Let V be a vector space of polynomials of degree at most 3. Let T: V \to V be the differentiation operator T(f) = f'.

What is the dimension ker(T)?

1 answer

Let's denote the vector space \( V \) of polynomials of degree at most 3. A general polynomial in \( V \) can be expressed in the form:

\[ f(x) = a_3 x^3 + a_2 x^2 + a_1 x + a_0 \]

where \( a_3, a_2, a_1, a_0 \) are constants from the field (for example, real or complex numbers).

The differentiation operator \( T: V \to V \) acts on a polynomial \( f \) by differentiating it:

\[ T(f) = f' = 3a_3 x^2 + 2a_2 x + a_1 \]

The kernel of the operator \( T \), denoted \( \ker(T) \), is the set of polynomials \( f \in V \) such that \( T(f) = f' = 0 \).

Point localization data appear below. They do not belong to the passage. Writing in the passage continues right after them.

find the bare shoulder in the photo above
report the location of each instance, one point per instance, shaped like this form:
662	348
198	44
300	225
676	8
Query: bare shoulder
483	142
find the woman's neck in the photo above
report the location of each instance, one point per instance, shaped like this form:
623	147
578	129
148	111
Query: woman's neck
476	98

The derivative of a polynomial \( f \) is equal to zero if and only if \( f \) is a constant polynomial. This is because the only polynomial whose derivative is zero is a constant polynomial (i.e., a polynomial of degree 0).

Polynomials of degree at most 3 that are constant can be expressed in the form:

\[ f(x) = a_0 \]

where \( a_0 \) is a constant (with \( a_1 = 0, a_2 = 0, a_3 = 0 \)).

The space of constant polynomials (polynomials of degree 0) is a one-dimensional vector space. Thus, we can conclude that:

\[ \dim \ker(T) = 1 \]

The dimension of the kernel of the differentiation operator \( T \) is therefore \( \boxed{1} \).